COMPOUNDING the problem, Ineos has suffered from production outages over the past year. For example, its Green Lake plant was shut down in September in preparation for Hurricane Ike. Its Lima plant was down during the summer because of a lightning strike. Dhalla says the Texas plant will have more downtime early next year when the company brings a 20% expansion of its acrylonitrile capacity onstream.

According to Dhalla, Ineos is having discussions with customers regarding what it can supply. "Obviously, we want to run our plants, but the economics of supply and demand will determine what happens to acrylonitrile, and that will determine what happens to acetonitrile," he says.

John Radke, director of research essentials at lab chemical supplier Sigma-Aldrich, thinks the shortage will last through the second quarter of next year. He says his company prepared for the shortage by building up inventories and should be able to supply contract customers.

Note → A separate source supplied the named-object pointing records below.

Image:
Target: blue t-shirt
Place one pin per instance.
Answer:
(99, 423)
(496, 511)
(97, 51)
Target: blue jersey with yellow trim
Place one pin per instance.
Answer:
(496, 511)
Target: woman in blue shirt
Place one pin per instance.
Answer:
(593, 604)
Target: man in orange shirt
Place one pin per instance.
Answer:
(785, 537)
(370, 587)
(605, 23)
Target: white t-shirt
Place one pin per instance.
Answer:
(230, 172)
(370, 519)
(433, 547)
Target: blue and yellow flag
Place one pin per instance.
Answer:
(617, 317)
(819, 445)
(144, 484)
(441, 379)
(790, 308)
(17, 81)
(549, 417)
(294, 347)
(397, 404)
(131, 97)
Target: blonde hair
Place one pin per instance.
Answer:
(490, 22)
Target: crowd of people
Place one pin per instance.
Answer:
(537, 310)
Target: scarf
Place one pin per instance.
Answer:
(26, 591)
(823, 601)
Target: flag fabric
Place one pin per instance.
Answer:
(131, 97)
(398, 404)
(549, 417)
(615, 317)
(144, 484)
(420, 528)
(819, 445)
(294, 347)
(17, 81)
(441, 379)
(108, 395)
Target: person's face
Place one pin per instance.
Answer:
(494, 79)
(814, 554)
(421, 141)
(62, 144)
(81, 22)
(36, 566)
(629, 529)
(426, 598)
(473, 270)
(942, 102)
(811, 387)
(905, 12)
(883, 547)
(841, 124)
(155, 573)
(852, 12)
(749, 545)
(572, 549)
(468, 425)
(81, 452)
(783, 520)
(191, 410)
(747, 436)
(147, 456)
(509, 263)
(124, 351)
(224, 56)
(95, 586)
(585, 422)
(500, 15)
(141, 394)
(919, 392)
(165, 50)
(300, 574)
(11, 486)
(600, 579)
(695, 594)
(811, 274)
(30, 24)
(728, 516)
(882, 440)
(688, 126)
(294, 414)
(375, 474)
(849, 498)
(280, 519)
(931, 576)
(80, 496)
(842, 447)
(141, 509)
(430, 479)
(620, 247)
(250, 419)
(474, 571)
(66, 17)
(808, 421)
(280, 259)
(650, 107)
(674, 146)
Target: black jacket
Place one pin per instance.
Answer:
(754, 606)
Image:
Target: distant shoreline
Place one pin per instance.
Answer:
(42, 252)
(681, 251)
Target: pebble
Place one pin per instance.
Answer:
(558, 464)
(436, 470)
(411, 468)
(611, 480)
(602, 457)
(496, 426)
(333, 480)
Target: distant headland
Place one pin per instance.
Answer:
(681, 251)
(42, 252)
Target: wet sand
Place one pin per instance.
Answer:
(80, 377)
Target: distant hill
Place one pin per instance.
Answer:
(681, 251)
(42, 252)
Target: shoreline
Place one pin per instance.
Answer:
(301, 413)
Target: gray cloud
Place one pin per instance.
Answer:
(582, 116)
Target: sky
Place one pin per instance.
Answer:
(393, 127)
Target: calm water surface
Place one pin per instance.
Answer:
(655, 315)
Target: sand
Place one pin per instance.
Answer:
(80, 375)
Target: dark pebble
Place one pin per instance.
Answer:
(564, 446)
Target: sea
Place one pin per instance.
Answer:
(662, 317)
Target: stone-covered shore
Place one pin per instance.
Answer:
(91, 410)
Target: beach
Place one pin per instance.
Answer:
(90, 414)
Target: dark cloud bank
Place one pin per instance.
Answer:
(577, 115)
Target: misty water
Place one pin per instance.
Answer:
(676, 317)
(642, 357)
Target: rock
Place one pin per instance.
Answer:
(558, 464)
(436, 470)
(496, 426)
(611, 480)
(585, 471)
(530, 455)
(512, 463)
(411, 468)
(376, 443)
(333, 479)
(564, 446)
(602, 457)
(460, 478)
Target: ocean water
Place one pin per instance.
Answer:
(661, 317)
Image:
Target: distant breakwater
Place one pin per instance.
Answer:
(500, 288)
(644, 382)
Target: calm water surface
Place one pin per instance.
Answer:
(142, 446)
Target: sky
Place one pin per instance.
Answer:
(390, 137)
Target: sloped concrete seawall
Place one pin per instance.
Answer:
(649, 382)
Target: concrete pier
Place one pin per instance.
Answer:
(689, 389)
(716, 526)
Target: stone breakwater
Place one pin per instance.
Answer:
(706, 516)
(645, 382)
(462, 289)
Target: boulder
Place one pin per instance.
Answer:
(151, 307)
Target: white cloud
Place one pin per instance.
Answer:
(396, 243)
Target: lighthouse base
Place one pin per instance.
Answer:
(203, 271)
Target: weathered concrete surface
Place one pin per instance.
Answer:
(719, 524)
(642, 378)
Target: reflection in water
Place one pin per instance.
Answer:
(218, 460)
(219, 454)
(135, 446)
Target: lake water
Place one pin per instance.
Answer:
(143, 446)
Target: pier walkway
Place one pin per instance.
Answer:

For Sigma-Aldrich and some other lab chemical suppliers, new customers are a different story. Radke says Aldrich is looking for acetonitrile supplies like anyone else is, and is paying six to eight times more than it did just in August. "New customers not under contract with Sigma-Aldrich will pay the fair market catalog list price," he says.

Chemists contacted by C&EN aren't panicking yet. Bruce S. Levison, a staffer with the Cleveland Clinic, uses about 1 L of acetonitrile per day for HPLC. He has about 20 L on hand and is awaiting word on an order he submitted with his lab chemical supplier for more. "I am not screaming that I can't do my work," he says.

David R. Liu, a chemistry professor at Harvard University, says his lab group planned ahead by stocking up. "I'm aware of the problem, but so far it hasn't had a major impact," he says. "If we go two months without being able to get any—that might be a problem."

If the acetonitrile shortage doesn't abate by early next year, chemists could adapt to alternative solvents like tetrahydrofuran or methanol. But Liu says for some applications, no solvent works quite like acetonitrile. "Unfortunately, substitution is not a viable option for some automated syntheses that are optimized to work in acetonitrile," he says.